Hamiltonian and Brownian systems with long-range interactions: III. The BBGKY hierarchy for spatially inhomogeneous systems

We study the growth of correlations in systems with weak long-range interactions. Starting from the BBGKY hierarchy, we determine the evolution of the two-body correlation function by using an expansion of the solutions of the hierarchy in powers of 1/N in a proper thermodynamic limit N→+∞, where N is the number of particles. These correlations are responsible for the “collisional” evolution of the system beyond the Vlasov regime due to finite N effects. We obtain a general kinetic equation that can be applied to spatially inhomogeneous systems and that takes into account memory effects. These peculiarities are specific to systems with unshielded long-range interactions. For spatially homogeneous systems with short memory time like plasmas, we recover the classical Landau (or Lenard-Balescu) equations. An interest of our approach is to develop a formalism that remains in physical space (instead of Fourier space) and that can deal with spatially inhomogeneous systems. This enlightens the basic physics and provides novel kinetic equations with a clear physical interpretation.

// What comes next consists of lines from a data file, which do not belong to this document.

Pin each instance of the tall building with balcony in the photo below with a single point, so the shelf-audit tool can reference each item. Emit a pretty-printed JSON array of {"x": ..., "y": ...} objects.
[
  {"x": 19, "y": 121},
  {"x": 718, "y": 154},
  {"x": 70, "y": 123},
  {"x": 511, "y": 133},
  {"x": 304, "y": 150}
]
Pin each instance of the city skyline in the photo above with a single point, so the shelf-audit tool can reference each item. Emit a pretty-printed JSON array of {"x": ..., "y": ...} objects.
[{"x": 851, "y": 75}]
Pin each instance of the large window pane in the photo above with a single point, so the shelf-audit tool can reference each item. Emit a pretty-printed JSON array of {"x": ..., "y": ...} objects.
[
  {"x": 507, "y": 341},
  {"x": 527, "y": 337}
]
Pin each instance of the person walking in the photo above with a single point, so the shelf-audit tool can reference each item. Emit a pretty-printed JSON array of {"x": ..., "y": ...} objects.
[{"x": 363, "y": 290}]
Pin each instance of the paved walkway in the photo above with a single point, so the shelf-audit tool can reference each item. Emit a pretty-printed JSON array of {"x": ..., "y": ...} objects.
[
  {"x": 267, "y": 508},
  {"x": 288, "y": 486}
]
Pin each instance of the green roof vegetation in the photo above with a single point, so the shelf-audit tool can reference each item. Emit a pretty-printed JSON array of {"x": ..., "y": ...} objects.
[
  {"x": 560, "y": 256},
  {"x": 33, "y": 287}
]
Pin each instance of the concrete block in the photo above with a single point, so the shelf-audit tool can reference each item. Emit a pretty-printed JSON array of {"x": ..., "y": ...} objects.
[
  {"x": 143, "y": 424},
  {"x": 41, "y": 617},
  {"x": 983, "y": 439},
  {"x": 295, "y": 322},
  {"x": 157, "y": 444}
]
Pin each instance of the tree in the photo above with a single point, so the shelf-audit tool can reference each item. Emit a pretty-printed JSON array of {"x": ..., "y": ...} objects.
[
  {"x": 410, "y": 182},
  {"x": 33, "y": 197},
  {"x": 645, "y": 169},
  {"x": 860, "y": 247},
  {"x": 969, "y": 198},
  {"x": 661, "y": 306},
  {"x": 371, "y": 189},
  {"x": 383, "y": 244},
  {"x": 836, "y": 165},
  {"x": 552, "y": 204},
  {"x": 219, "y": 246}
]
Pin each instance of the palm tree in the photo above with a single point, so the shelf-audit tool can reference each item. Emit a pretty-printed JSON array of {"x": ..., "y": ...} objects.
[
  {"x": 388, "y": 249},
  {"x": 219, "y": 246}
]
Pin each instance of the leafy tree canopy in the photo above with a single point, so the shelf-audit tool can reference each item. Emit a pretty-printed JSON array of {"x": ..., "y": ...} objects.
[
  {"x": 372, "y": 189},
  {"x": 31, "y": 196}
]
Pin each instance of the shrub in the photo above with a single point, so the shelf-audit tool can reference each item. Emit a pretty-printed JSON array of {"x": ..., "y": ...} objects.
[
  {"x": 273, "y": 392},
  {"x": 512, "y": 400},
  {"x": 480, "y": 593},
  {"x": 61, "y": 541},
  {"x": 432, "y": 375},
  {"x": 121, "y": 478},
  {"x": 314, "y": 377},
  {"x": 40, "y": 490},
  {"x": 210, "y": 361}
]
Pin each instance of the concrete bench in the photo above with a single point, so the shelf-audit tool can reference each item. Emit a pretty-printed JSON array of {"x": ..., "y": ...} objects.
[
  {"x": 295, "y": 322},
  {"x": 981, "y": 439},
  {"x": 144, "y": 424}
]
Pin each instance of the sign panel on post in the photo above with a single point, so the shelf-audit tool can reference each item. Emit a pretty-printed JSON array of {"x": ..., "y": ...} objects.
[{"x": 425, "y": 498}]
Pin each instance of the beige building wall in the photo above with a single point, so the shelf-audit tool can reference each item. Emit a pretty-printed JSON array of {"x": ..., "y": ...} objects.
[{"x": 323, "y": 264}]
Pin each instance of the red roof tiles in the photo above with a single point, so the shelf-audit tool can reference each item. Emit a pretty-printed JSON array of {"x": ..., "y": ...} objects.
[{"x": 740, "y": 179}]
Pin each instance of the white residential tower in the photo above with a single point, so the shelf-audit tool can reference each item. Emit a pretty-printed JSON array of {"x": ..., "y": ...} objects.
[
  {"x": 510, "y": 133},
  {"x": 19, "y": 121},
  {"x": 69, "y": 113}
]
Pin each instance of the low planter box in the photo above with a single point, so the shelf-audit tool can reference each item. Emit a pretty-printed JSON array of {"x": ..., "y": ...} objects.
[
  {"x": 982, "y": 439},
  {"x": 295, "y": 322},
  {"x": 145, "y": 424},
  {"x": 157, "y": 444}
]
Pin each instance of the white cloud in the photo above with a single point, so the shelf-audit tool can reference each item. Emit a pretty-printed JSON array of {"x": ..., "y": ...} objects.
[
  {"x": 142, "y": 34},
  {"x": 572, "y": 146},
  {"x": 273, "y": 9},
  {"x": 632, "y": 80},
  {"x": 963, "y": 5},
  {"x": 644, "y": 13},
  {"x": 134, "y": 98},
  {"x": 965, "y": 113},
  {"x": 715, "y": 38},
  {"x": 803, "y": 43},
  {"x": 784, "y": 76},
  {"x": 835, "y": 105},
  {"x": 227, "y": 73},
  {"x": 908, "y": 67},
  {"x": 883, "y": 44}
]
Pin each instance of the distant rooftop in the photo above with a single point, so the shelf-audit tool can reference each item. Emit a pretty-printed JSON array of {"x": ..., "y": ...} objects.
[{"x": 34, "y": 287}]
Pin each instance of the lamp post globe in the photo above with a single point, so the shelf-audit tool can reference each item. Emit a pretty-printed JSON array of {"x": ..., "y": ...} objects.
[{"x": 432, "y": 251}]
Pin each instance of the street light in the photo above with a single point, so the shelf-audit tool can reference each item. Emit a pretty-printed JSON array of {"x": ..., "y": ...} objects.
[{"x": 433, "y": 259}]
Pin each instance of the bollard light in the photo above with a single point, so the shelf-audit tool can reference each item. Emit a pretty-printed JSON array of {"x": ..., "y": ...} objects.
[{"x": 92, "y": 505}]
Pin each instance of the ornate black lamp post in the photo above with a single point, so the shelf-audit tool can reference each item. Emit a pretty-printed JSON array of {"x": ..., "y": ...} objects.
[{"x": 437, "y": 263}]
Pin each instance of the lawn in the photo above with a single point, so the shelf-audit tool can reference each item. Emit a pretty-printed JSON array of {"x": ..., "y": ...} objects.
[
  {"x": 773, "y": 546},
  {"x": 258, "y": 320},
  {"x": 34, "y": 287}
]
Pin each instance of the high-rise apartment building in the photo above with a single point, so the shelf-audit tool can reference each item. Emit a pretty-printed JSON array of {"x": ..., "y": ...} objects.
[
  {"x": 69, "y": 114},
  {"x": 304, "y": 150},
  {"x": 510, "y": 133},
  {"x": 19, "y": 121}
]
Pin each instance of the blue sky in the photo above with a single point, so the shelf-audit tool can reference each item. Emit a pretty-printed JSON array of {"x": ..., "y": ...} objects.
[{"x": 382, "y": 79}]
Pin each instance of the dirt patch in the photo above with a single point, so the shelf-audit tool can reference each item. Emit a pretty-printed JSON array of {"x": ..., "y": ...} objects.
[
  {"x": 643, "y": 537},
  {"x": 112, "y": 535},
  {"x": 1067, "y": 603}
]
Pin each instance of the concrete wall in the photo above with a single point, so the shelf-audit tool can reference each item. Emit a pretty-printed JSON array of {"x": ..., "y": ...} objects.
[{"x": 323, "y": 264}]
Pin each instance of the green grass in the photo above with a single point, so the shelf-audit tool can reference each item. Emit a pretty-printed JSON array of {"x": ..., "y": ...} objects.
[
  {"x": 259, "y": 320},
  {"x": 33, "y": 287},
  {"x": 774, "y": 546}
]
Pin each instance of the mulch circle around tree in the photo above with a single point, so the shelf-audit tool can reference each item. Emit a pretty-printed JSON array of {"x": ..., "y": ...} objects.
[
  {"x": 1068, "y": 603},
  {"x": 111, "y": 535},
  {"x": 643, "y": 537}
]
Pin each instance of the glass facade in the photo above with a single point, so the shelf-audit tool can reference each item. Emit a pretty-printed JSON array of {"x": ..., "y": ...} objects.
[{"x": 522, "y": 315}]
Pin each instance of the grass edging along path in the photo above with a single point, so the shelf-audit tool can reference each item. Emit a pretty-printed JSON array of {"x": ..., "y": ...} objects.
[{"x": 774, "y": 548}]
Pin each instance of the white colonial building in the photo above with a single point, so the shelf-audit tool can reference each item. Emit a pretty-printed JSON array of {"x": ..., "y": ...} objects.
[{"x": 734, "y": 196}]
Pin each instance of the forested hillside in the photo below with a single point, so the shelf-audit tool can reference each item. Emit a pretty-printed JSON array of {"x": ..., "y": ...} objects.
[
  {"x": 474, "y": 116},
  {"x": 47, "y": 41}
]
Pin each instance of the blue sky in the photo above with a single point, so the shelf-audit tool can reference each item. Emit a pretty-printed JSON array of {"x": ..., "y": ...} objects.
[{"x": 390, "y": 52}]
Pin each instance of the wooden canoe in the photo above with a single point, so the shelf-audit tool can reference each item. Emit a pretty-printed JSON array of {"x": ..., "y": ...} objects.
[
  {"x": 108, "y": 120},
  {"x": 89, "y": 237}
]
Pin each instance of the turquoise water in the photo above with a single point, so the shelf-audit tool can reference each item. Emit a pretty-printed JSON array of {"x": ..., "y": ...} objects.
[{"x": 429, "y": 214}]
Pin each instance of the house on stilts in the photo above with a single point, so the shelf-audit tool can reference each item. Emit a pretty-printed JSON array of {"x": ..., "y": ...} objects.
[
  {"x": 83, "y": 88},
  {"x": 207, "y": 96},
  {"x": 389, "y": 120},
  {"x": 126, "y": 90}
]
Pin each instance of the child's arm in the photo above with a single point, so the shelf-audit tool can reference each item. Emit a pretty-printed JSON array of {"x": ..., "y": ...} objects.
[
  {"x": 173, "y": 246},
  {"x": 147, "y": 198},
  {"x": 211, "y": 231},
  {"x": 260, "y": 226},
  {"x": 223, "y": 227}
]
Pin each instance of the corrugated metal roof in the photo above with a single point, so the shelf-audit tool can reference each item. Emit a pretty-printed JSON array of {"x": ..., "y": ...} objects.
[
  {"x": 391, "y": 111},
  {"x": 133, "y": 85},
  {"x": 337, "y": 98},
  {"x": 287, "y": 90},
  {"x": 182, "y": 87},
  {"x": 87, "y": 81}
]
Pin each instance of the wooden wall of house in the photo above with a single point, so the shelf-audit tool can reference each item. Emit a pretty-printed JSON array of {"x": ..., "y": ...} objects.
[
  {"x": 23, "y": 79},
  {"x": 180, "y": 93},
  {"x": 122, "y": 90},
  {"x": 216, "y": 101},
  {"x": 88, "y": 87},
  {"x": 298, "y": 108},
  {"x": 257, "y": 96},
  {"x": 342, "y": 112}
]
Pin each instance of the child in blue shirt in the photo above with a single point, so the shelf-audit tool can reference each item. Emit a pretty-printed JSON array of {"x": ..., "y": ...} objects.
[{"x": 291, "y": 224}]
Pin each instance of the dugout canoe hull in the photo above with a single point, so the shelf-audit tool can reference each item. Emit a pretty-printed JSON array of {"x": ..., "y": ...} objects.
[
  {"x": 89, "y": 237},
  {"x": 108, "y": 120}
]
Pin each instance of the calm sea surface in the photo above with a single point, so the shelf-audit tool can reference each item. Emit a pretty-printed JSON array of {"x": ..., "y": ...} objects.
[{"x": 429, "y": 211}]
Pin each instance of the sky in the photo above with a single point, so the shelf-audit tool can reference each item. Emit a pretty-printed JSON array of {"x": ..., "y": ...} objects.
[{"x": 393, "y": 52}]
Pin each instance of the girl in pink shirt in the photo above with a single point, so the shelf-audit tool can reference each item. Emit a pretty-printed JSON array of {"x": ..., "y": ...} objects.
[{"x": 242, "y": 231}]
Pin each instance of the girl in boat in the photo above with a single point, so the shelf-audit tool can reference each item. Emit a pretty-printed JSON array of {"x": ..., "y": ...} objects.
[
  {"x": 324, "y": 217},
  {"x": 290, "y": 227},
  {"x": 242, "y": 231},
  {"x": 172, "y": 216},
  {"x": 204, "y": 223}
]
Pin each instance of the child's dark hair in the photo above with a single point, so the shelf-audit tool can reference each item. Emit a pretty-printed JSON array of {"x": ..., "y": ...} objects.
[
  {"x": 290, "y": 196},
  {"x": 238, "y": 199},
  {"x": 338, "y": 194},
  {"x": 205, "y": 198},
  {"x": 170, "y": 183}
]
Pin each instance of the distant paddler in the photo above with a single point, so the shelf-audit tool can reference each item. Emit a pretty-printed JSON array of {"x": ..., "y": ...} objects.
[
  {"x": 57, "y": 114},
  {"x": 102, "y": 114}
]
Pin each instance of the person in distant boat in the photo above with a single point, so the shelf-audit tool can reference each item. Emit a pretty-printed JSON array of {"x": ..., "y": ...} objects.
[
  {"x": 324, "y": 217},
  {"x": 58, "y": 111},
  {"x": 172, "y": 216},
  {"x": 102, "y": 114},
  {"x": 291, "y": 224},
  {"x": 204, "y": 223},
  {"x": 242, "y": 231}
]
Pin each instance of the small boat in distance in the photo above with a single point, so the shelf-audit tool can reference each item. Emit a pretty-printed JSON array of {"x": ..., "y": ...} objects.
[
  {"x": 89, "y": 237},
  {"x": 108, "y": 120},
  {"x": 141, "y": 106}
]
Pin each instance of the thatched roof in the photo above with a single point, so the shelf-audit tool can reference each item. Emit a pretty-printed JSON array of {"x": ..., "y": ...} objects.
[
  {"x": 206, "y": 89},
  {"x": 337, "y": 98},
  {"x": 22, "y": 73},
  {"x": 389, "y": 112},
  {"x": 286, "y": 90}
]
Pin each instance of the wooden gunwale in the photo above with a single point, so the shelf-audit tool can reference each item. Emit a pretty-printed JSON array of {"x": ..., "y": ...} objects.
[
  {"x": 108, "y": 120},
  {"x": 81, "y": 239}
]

However, unless we restrict ourselves to spatially homogeneous systems, closed kinetic equations can be obtained only if we ignore some collective effects between particles. General exact coupled equations taking into account collective effects are also given. We use this kinetic theory to discuss the processes of violent collisionless relaxation and slow collisional relaxation in systems with weak long-range interactions. In particular, we investigate the dependence of the relaxation time with the system size N and try to provide a coherent discussion of all the numerical results obtained for these systems.